The Underground Railroad re-imagines the network of people and safehouses that helped black people to escape the south and slavery as an actual underground railroad. It’s an interesting concept, but personally I didn’t really think the railroad had any real impact on this story. Whitehead tells the story of Cora, a young slave in Georgia who after being beaten by her masters, decides to try and escape the cotton plantation where she’s lived her entire life. The plantation has a long and sorry history of slaves escaping the plantation, but they were always caught and returned to the plantation to be killed for trying to escape, except for Cora’s mother Mabel, who abandoned her when she was just a girl and was never re-captured.

Cora begins a journey through many states and is pursued by Ridgeway, a slave catcher who still can forget about Mabel, the one the got away, and is determined to catch Cora to right his past failings. She travels through several states and is witness to the kindness and hate of the people around her, sometimes catching a glimpse of like as a free-woman, and other times forced back into hiding as she continues towards her ultimate goal of escaping to the North.

This is an interesting story, as difficult as it sometimes was to read (content wise, which is sometimes disturbing). But I couldn’t get past the pace of the book and like I said, I thought the whole idea of the underground railroad fell flat. It serves to move our story around, but I didn’t actually find the concept that engaging. I would have liked to know more about the railroad and how it came to be – it was obviously built by slaves, like everything else in America at that time – but we don’t learn that much about it. I understand that this is part of the mystery, but I kind of wondered what the point was. Cora could have travelled between states hidden in the back of a cart and the story wouldn’t have really been any different.

There’s not very many high points in the story. The format was interesting, with Whitehead separating each chapter by a different state and separating the states with short chapters from the points of view of some of the minor characters. I had no idea what the point of the grave digger chapter was, but some of the other chapters were interesting. I was intrigued by Ridgeway’s character and found his and Cora’s relationship interesting.

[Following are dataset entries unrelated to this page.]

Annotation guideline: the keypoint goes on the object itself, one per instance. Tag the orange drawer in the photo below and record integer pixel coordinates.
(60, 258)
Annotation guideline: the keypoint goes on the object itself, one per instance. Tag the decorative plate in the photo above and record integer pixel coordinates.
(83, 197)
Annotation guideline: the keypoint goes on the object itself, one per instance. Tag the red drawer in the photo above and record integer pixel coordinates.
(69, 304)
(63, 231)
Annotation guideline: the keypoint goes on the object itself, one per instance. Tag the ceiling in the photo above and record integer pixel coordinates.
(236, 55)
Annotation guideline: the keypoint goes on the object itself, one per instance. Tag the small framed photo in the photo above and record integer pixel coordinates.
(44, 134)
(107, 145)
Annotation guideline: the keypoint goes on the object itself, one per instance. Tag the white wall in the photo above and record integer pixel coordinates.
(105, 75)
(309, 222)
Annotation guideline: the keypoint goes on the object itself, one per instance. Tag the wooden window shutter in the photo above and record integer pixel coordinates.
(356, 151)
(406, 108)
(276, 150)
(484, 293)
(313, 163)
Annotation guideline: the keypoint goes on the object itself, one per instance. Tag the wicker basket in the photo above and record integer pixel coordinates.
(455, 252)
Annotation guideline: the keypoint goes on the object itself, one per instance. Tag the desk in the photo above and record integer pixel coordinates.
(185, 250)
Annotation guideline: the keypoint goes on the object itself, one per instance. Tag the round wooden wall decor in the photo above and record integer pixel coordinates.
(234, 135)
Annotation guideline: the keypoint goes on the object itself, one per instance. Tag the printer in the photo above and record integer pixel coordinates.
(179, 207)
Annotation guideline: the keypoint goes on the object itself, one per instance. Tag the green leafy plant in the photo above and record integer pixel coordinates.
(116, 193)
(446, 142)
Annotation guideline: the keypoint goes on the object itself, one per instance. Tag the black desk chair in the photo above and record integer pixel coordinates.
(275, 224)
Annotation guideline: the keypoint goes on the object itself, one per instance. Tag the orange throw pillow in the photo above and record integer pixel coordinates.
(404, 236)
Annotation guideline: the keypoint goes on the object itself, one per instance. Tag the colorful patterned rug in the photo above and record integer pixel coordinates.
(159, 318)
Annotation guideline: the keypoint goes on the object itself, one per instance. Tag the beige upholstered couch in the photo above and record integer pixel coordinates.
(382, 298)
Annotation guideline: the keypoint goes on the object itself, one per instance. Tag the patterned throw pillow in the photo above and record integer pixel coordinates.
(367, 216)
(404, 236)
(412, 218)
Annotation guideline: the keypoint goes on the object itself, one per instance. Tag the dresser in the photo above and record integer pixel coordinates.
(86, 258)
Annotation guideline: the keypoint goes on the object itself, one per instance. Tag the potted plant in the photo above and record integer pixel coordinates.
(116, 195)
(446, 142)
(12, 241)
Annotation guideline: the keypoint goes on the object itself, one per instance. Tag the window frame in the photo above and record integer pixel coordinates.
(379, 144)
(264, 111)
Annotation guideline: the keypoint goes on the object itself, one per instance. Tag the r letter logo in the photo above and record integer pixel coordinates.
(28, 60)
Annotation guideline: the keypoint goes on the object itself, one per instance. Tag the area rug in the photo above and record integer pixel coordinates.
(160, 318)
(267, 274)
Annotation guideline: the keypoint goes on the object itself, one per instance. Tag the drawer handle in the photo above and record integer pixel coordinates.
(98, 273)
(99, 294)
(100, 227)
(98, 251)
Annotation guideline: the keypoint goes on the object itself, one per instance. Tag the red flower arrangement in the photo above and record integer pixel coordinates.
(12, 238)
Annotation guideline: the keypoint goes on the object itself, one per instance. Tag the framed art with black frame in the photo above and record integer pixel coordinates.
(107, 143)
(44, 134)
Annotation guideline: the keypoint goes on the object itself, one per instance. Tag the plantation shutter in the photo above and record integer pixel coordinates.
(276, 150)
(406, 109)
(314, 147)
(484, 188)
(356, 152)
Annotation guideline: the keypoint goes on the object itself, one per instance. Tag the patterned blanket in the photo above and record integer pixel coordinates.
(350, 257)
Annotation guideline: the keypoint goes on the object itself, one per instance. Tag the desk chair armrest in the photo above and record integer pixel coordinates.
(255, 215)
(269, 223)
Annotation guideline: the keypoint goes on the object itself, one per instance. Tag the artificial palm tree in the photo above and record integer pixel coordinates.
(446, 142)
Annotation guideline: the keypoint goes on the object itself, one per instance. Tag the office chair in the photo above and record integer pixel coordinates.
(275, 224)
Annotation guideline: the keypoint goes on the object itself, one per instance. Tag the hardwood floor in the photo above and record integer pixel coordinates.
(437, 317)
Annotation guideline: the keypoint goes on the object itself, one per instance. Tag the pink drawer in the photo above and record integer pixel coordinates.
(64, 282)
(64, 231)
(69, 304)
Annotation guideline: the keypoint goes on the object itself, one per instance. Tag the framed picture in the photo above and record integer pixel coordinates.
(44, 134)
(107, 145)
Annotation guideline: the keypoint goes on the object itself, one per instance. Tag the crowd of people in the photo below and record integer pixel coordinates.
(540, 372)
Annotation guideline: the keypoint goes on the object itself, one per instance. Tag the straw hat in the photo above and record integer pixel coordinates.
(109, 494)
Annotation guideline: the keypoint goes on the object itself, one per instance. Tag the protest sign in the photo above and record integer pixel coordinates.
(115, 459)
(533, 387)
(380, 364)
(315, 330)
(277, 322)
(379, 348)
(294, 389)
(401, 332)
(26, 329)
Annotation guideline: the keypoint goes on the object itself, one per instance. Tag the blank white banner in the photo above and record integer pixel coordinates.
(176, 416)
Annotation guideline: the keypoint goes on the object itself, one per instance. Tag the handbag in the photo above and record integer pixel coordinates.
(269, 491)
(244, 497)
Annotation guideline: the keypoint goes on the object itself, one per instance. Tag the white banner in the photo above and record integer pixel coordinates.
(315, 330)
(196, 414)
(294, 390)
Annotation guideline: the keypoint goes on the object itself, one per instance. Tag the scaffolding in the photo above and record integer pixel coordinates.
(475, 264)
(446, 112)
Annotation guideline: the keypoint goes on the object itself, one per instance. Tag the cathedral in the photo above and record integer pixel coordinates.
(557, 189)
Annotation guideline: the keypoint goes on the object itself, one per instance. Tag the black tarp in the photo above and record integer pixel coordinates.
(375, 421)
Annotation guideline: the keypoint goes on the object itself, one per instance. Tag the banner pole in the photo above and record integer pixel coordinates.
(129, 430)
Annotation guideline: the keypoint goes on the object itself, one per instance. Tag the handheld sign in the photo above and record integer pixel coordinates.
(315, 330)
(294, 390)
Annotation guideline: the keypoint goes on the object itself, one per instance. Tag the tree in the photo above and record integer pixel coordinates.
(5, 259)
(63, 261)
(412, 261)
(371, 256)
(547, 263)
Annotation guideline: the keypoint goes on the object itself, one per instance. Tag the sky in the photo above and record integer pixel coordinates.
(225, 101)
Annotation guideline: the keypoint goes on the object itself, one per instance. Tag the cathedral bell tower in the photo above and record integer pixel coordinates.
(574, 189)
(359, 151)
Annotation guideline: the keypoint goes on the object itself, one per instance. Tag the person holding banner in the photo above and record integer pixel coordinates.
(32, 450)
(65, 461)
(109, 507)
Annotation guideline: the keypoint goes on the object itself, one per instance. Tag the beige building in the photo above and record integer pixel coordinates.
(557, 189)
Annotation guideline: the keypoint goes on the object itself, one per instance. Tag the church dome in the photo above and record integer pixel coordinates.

Maybe I’m too dense for this book, but I just can’t get on board. I appreciate what Whitehead did with this book, but I’m not convinced it was worthy of all the awards. I wanted to love it, but it was just so slow and boring. It had some faster paced parts where I would finally get into the story, but then the chapter would end and everything would change up and be boring again. The story just had no momentum – a disappointing read.